How do I dispatch dbt logs from Airflow to the relevant owner?


I am running dbt (v0.19.0) on Apache Airflow (v2.0.2) using KuberneterPodOperator and sending alerts to Slack on failures. Nested within dbt there are multiple models from multiple owners with cross dependencies between them and they are all run together with the run command.

For example:

KubernetesPodOperator(
  dbt_command="run",
  task_id="run_models",
  on_failure_callback=send_slack_alert,
)

I am trying to make sure that each model owner gets the alert that belongs to them in their relevant channel.

To explain my problem better, Let's say there are two models within dbt; Model-A & Model-B. Model-A is owned by the A-Team and Model-B is owned by the B-Team. With this approach (because there is one dbt run command) if there is a failure of Model-A, the failure will appear in the shared logs for Model-A and Model-B. Let's also assume that both A-Team & B-Team have their own alert channels. However, because dbt is run with a single command all the alerts are sent to a common channel.

Now imagine having plenty of models (Model-A, Model-B.....Model-Z). How can I improve the existing process to make sure that failures in Model-A get sent to the A-team alert channel, failures in Model-B get sent to the B-team alert channel...and so on.

How do I dispatch errors from dbt (running within Airflow) to the relevant owner to make alerts actionable?


Solution

  • I'd suggest you're likely to end up with n models owned by m teams.

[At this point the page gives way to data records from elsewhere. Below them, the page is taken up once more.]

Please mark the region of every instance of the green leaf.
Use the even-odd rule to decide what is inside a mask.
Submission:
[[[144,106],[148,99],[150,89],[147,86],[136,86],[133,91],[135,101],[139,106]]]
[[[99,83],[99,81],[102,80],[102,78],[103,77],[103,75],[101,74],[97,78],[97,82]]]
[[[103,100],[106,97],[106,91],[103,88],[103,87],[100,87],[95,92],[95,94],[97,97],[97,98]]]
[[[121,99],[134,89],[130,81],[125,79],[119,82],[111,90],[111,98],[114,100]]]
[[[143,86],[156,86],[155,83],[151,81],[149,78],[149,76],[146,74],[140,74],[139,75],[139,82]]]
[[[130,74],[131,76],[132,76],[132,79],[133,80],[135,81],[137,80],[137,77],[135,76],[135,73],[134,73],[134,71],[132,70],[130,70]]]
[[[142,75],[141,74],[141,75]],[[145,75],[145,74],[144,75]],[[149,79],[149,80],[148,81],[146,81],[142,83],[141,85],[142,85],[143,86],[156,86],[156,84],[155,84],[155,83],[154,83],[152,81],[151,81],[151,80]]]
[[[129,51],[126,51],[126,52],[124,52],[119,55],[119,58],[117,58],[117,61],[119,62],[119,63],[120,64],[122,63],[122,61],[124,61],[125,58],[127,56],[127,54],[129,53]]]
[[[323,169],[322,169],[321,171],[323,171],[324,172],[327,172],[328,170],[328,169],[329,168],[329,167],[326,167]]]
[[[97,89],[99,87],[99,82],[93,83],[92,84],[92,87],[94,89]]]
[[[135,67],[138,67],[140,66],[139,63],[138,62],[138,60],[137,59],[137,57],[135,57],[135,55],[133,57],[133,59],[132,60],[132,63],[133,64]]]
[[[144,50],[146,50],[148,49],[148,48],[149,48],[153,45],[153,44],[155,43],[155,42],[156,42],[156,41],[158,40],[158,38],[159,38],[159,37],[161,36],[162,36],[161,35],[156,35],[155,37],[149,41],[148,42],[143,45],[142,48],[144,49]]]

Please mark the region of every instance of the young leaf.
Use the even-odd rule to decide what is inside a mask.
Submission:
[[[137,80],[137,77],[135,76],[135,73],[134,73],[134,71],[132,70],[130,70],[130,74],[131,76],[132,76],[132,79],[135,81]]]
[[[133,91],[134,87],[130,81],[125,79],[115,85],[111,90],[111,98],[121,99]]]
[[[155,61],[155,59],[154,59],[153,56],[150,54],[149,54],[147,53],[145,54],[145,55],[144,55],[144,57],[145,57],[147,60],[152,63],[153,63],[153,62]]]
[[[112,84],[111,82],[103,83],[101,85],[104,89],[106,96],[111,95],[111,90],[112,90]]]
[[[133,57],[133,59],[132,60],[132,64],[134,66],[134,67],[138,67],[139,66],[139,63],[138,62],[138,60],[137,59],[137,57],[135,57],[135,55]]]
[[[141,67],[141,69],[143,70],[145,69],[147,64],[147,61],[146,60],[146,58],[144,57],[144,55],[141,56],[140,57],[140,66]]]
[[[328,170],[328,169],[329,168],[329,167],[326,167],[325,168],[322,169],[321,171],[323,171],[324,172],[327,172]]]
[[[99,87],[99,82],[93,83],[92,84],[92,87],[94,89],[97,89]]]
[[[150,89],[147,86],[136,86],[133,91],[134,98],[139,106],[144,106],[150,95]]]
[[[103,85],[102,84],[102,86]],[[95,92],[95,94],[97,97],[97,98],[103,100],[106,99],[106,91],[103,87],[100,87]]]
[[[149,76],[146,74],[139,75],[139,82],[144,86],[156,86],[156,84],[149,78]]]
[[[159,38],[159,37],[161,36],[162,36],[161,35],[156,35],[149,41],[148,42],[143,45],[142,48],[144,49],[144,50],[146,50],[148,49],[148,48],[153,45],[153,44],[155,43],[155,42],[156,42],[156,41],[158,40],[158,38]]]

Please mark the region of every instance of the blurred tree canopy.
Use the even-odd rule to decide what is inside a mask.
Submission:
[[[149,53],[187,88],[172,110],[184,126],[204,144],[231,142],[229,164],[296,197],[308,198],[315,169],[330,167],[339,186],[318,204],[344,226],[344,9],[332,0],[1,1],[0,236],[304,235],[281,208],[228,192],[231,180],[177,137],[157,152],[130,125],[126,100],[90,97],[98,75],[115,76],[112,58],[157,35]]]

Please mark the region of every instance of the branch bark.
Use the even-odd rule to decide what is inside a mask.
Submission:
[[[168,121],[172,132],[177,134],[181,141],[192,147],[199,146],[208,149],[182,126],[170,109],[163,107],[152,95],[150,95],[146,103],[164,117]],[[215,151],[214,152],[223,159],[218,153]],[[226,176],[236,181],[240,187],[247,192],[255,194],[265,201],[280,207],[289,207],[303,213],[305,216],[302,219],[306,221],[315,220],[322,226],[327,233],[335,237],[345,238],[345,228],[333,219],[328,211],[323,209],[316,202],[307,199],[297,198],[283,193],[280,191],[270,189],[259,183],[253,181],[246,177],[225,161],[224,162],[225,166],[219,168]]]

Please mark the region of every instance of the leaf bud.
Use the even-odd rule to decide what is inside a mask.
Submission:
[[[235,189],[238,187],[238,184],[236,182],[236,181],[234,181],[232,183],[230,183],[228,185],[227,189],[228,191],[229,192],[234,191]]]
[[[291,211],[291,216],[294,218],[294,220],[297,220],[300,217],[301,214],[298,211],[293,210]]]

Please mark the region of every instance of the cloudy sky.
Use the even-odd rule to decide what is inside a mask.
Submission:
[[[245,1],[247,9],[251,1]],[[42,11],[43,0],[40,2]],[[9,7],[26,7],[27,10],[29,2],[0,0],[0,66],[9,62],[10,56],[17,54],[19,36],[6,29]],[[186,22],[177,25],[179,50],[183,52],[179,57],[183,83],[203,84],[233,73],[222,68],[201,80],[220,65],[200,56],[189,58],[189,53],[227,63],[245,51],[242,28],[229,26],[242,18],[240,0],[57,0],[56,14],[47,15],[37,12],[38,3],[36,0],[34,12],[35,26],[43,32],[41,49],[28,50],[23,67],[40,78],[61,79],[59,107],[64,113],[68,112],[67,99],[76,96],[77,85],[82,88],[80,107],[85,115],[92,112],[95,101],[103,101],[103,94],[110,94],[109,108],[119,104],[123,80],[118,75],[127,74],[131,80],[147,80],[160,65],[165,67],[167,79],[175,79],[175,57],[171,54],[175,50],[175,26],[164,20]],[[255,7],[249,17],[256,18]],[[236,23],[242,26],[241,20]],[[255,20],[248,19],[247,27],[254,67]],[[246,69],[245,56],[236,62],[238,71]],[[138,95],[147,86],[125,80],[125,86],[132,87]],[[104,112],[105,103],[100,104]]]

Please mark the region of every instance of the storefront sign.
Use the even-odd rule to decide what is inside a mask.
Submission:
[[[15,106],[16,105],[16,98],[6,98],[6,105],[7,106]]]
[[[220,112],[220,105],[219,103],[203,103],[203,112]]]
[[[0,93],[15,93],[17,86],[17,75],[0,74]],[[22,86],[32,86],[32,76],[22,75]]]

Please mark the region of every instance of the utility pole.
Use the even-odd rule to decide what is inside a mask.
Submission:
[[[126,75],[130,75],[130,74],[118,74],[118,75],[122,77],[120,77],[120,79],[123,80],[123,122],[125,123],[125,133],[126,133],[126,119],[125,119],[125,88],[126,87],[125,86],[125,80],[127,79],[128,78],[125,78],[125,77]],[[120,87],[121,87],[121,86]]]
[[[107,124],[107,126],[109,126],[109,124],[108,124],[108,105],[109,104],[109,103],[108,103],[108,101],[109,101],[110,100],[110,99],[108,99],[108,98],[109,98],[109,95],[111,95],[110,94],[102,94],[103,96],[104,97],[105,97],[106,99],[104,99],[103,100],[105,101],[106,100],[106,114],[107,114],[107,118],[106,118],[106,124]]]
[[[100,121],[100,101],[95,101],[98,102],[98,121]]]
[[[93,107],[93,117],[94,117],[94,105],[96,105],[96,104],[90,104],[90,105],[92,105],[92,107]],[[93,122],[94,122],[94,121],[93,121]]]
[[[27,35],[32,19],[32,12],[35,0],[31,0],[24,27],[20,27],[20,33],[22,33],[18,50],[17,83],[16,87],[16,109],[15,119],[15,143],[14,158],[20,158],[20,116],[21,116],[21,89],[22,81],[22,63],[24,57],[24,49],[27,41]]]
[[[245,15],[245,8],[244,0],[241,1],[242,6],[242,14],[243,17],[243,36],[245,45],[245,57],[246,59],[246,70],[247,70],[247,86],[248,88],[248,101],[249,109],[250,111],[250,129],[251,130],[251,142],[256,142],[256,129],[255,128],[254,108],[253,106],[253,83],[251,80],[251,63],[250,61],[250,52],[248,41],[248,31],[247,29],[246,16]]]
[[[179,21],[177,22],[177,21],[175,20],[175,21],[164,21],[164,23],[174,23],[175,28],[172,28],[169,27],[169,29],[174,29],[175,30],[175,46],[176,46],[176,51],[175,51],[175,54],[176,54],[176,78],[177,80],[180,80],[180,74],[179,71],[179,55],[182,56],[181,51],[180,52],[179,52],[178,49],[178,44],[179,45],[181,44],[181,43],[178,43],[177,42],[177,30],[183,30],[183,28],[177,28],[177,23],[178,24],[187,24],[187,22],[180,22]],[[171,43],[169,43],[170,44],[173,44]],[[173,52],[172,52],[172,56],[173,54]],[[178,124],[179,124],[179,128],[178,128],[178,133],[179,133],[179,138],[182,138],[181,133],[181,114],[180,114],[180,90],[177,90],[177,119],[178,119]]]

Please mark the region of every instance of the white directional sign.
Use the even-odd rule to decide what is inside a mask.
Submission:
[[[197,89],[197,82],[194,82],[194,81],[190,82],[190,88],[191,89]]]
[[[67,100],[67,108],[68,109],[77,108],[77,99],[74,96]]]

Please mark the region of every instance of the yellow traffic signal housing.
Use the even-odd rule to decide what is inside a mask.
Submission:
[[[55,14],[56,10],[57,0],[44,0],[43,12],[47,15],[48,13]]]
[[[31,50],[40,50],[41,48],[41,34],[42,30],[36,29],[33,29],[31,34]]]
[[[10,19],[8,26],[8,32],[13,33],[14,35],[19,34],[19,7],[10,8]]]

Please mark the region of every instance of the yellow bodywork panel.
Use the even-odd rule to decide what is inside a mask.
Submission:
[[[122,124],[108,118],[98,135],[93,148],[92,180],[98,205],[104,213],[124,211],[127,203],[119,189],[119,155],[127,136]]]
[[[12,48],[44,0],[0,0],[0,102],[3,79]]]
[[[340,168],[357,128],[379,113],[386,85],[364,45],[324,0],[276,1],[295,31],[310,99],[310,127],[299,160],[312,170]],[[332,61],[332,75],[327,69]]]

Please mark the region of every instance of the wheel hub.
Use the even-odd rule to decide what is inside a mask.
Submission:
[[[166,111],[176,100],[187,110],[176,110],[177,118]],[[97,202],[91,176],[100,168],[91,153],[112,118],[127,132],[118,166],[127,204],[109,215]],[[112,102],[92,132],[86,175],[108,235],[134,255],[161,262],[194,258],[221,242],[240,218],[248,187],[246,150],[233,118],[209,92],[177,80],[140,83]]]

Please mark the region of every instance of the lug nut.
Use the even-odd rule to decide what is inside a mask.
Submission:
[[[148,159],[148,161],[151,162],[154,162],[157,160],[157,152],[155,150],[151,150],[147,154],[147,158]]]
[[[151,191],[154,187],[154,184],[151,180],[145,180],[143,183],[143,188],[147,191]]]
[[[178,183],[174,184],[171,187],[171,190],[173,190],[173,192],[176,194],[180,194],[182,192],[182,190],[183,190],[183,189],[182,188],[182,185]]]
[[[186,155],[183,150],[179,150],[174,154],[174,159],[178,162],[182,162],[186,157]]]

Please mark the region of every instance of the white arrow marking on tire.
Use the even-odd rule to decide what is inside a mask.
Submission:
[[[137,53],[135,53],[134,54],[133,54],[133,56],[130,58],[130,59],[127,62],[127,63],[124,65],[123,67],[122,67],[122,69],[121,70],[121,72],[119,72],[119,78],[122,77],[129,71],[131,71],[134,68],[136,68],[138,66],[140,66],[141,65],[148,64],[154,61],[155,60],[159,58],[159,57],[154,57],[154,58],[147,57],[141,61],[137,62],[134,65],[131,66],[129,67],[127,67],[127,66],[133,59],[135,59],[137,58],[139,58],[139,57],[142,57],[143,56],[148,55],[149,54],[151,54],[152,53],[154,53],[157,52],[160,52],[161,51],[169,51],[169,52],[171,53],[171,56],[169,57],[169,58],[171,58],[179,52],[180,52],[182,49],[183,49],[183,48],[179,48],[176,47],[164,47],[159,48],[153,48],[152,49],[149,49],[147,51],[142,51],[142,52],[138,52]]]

    Your simplest change would be to tag each dbt model with an owning team. And then to call that model calling back to that team,e.g.

    KubernetesPodOperator(
      dbt_command="run -m tags:team1",
      task_id="run_models",
      on_failure_callback=send_slack_alert_team1,
    )
    

    You could consider passing args to your alerts rather than custom callbacks (Pass other arguments to on_failure_callback).

    This will work as long as you want to run your models in groups of owners, but could get to issues if there are intra owner dependencies.

    You can break down your Airflow model to compose a dynamic dag from your models, running one model at a time, e.g. here https://www.astronomer.io/blog/airflow-dbt-1.

    You could then assign the slack operator in that same dynamic loop.